Here's a trick: replace the data with *randomly generated* data with the same mean and standard devation as the original data. We may pick random values from our data set and fill in missing data with those values. This resembles a statistical technique known as bootstrapping.

I demonstrate below.

In [None]:
s = srs.std()
# Generate a NumPy ndarray filled with randomly generated data, of the same length as the missing data
rep = Series(np.random.choice(srs[srs.notnull()], size=2), index=[5, 7])
print(rep)

In [None]:
srs.fillna(rep)

In [None]:
srs.fillna(rep).mean()

In [None]:
srs.fillna(rep).std()

While random, the mean and standard deviation of the filled-in data set are both close to that of the original data set. (Not that this approach is perfect either; why the Normal distribution?).

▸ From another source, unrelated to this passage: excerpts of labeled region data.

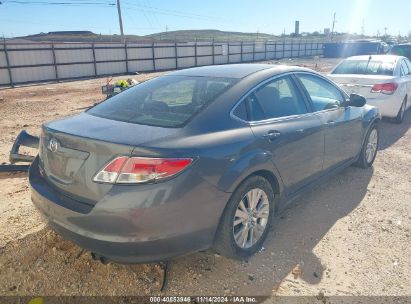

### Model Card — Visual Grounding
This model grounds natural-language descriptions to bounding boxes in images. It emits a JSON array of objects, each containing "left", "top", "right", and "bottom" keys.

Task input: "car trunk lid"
[
  {"left": 39, "top": 113, "right": 178, "bottom": 204},
  {"left": 328, "top": 74, "right": 395, "bottom": 98}
]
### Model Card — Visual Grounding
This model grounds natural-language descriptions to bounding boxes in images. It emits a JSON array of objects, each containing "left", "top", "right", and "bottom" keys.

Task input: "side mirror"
[{"left": 344, "top": 93, "right": 367, "bottom": 108}]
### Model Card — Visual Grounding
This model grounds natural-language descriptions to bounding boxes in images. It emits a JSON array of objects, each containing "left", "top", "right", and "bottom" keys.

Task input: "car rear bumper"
[{"left": 29, "top": 159, "right": 230, "bottom": 263}]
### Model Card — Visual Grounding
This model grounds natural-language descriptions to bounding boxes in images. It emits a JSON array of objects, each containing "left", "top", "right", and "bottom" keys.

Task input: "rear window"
[
  {"left": 332, "top": 60, "right": 395, "bottom": 76},
  {"left": 390, "top": 45, "right": 411, "bottom": 60},
  {"left": 87, "top": 76, "right": 236, "bottom": 127}
]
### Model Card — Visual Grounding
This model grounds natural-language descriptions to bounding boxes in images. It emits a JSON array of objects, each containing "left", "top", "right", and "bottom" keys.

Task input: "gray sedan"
[{"left": 29, "top": 64, "right": 380, "bottom": 263}]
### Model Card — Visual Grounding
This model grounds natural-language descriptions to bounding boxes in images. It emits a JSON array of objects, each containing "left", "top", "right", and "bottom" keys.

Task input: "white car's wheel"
[{"left": 395, "top": 96, "right": 407, "bottom": 124}]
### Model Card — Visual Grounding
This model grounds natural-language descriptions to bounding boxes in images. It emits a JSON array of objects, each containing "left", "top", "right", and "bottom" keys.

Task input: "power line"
[
  {"left": 124, "top": 1, "right": 216, "bottom": 19},
  {"left": 3, "top": 0, "right": 116, "bottom": 6}
]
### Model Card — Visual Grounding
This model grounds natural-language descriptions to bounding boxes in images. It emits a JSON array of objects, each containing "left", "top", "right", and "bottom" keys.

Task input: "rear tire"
[
  {"left": 355, "top": 123, "right": 380, "bottom": 169},
  {"left": 395, "top": 96, "right": 407, "bottom": 124},
  {"left": 213, "top": 175, "right": 275, "bottom": 259}
]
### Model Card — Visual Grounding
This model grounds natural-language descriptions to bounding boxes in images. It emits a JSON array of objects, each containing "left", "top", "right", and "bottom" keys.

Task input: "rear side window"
[
  {"left": 332, "top": 59, "right": 395, "bottom": 76},
  {"left": 87, "top": 76, "right": 237, "bottom": 127},
  {"left": 240, "top": 77, "right": 308, "bottom": 121},
  {"left": 298, "top": 74, "right": 344, "bottom": 111},
  {"left": 390, "top": 45, "right": 411, "bottom": 60}
]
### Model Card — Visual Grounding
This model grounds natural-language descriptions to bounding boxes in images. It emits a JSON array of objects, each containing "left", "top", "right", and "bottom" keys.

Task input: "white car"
[{"left": 327, "top": 55, "right": 411, "bottom": 123}]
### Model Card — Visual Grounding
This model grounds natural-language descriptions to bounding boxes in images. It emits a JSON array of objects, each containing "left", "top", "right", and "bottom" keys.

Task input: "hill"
[
  {"left": 13, "top": 30, "right": 275, "bottom": 42},
  {"left": 144, "top": 30, "right": 276, "bottom": 41}
]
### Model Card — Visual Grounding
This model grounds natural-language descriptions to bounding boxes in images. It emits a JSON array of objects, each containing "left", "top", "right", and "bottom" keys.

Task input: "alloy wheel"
[
  {"left": 233, "top": 188, "right": 270, "bottom": 249},
  {"left": 365, "top": 129, "right": 378, "bottom": 163}
]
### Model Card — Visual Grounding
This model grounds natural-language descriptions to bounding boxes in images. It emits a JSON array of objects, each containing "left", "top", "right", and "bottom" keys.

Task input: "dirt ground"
[{"left": 0, "top": 58, "right": 411, "bottom": 296}]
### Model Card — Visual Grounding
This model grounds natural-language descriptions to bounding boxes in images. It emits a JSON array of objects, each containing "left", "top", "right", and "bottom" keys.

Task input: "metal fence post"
[
  {"left": 3, "top": 38, "right": 14, "bottom": 88},
  {"left": 194, "top": 38, "right": 197, "bottom": 66},
  {"left": 227, "top": 40, "right": 230, "bottom": 64},
  {"left": 151, "top": 42, "right": 156, "bottom": 71},
  {"left": 91, "top": 43, "right": 97, "bottom": 76},
  {"left": 253, "top": 40, "right": 255, "bottom": 61},
  {"left": 240, "top": 41, "right": 243, "bottom": 62},
  {"left": 174, "top": 41, "right": 178, "bottom": 70},
  {"left": 124, "top": 41, "right": 129, "bottom": 74},
  {"left": 304, "top": 40, "right": 307, "bottom": 57},
  {"left": 211, "top": 38, "right": 215, "bottom": 65},
  {"left": 51, "top": 42, "right": 59, "bottom": 82}
]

Now let's look at `df` again. Let's try to fill missing data.

In [None]:
df.fillna(0)

In [None]:
df.mean()

In [None]:
df.fillna(df.mean())

In [None]:
df.std()

In [None]:
df.fillna(df.mean()).std()    # All standard deviations go down

What does the "fill with random data" trick used above look like here?

In [None]:
col='AAA'
df[col][df[col].notnull()]

In [None]:
# We will fill missing data via a dict
rep_df = {col: Series(np.random.choice(df[col][df[col].notnull()],    # Create a Series of random values from col...
                                       size=df.isnull()[col].value_counts()[True]),     # ... as many as there are missing values
                                                                                        # in col...
                      index=df[col][df[col].isnull()].index)    # ... and having an index corresponding to the missing values
                                                                # in the column col of df ...
          for col in df}    # ... for each column in df
rep_df

In [None]:
df.fillna(rep_df)

In [None]:
df.fillna(rep_df).mean()

In [None]:
df.fillna(rep_df).std()

As you encounter different problems you may come upon other solutions to filling in missing values. Here are some examples.

For numeric data:

* Fill in with a "neutral" value, like 0, 1, or sample mean
* Fill with taylored values to preserve select statistics (like the mean or standard deviation), randomly assigned to rows
* Fill with independently generated random numbers with same statistical properties as the data

For categorical data

* Fill with most common value
* Fill with values chosen with a frequency that would preserve observed frequencies, randomly assigned to rows
* Fill with independently generated random values chosen with the same frequency as the observed frequencies

None of this even covers imputation! There's many ways to fill missing values.